A top government official said: “It seems the price cap will be a diluted version of what was being projected four months back, which will benefit India. Global oil trade dynamics is also undergoing a shift with India inching towards Russia and Europe towards Middle East. One thing is clear: nobody wants Russian supplies to stop as the consequences would be catastrophic.”


An OMC executive said: “It is obvious that refiners will wait for clarity on price cap before securing new supplies because flagging a vessel, its marine insurance, etc needs to be fixed.”

Some refiners booked crude oil supplies as there is a little wriggle room for transport. Quite a lot of these contracts are in anticipation of the uncertainties related to the cap. So those supplies will be coming in the first fortnight of January. More clarity is expected post December 5, the official explained.

S&P Global Commodity Insights, in a November 10 report, said the US clarified on October 31 that any Russian-origin cargo loaded before December 5 and discharged by January 19 is not subject to price cap. Allowing Russian crude to be unloaded before January 19 gives oil markets some wiggle room to get used to the new measures.
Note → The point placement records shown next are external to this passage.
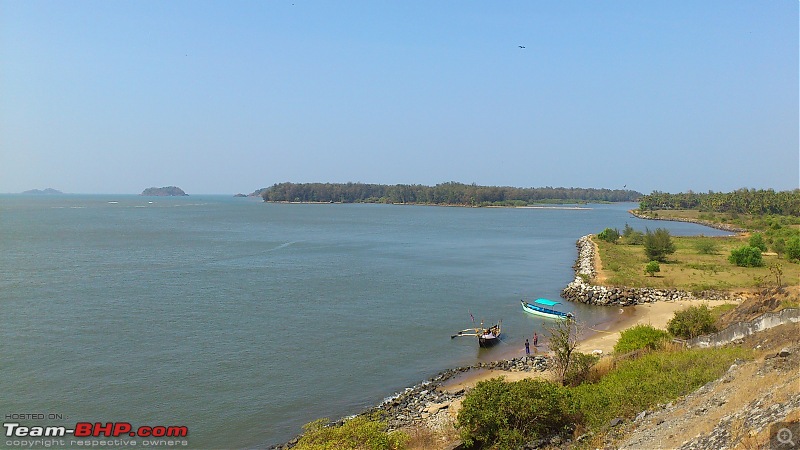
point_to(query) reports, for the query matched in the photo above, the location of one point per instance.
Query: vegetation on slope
(451, 193)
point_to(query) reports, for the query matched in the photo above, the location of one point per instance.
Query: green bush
(609, 235)
(658, 377)
(631, 236)
(641, 337)
(501, 415)
(692, 322)
(746, 257)
(358, 433)
(757, 241)
(793, 248)
(658, 244)
(652, 267)
(707, 247)
(579, 367)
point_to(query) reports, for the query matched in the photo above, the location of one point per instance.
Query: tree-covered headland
(451, 193)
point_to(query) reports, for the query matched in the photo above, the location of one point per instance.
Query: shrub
(692, 322)
(505, 415)
(746, 257)
(793, 248)
(641, 337)
(757, 241)
(658, 244)
(658, 377)
(579, 368)
(631, 236)
(706, 247)
(652, 267)
(358, 433)
(609, 235)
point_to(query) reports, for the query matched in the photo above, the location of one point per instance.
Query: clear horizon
(231, 97)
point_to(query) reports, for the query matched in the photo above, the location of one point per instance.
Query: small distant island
(46, 191)
(167, 191)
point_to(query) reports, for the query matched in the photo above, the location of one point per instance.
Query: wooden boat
(543, 307)
(487, 337)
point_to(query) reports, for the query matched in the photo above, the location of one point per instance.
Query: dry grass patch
(691, 269)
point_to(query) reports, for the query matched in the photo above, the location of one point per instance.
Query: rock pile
(580, 289)
(419, 403)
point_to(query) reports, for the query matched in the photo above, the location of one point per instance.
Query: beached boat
(543, 307)
(487, 337)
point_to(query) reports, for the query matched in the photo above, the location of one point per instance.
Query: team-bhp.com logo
(97, 429)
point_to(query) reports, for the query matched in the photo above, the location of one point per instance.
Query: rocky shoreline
(718, 226)
(427, 403)
(581, 290)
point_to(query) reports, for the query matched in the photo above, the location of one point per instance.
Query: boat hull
(544, 312)
(485, 342)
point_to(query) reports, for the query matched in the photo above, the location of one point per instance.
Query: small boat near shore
(487, 337)
(543, 307)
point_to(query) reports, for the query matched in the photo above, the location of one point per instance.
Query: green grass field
(690, 269)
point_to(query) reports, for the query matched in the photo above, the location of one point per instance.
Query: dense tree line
(742, 201)
(451, 193)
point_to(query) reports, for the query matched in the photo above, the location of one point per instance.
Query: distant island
(167, 191)
(46, 191)
(452, 194)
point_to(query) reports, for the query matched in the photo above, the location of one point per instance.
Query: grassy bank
(692, 267)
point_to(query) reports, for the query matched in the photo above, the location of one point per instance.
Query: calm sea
(243, 320)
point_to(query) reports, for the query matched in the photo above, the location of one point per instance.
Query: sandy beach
(601, 337)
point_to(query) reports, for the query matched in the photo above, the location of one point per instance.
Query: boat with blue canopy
(544, 307)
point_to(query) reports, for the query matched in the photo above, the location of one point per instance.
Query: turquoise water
(243, 320)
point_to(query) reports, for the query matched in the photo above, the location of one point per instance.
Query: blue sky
(231, 96)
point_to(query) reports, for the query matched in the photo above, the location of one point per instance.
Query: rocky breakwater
(419, 404)
(581, 289)
(427, 404)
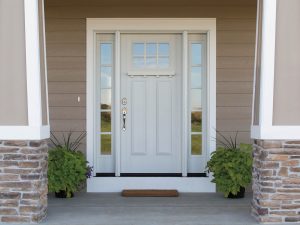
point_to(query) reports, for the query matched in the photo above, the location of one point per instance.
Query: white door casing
(120, 27)
(150, 141)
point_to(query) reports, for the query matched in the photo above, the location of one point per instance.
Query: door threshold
(151, 175)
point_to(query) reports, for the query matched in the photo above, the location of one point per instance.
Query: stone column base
(276, 181)
(23, 181)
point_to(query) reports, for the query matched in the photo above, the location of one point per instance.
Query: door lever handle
(124, 113)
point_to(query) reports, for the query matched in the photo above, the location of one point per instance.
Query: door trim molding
(148, 25)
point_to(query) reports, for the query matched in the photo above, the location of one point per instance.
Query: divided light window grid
(106, 72)
(151, 55)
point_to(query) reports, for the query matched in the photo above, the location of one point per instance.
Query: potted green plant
(231, 166)
(67, 167)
“But insurance and shipping service companies still want to know when the sales price for a Russian cargo would be recorded and how price would be verified. It remains unclear also how disputes over pricing and cargo origination would be resolved,” it added.

Reaping benefits

A senior government official said, “Media reports suggest the price cap at $65-70 a barrel, which should benefit Indian refiners. At present, discount on Ural is around $20-22 per barrel. If we can secure supplies in price range of $68-72, it will be a good deal.” However, this is half of the story, and the rest will depend on shipping logistics, but it seems that the “price cap severity would dilute further,” he added.

The EU and G7-based shipowners enjoy a large market share in the Russian tanker trade with S&P Global data suggesting that they lifted 55 per cent of Russian crude exports from the Baltic and Black Sea in September. The G7 estimates that about 95 per cent of the global oil tanker fleet is covered by shipping insurers in G7 countries.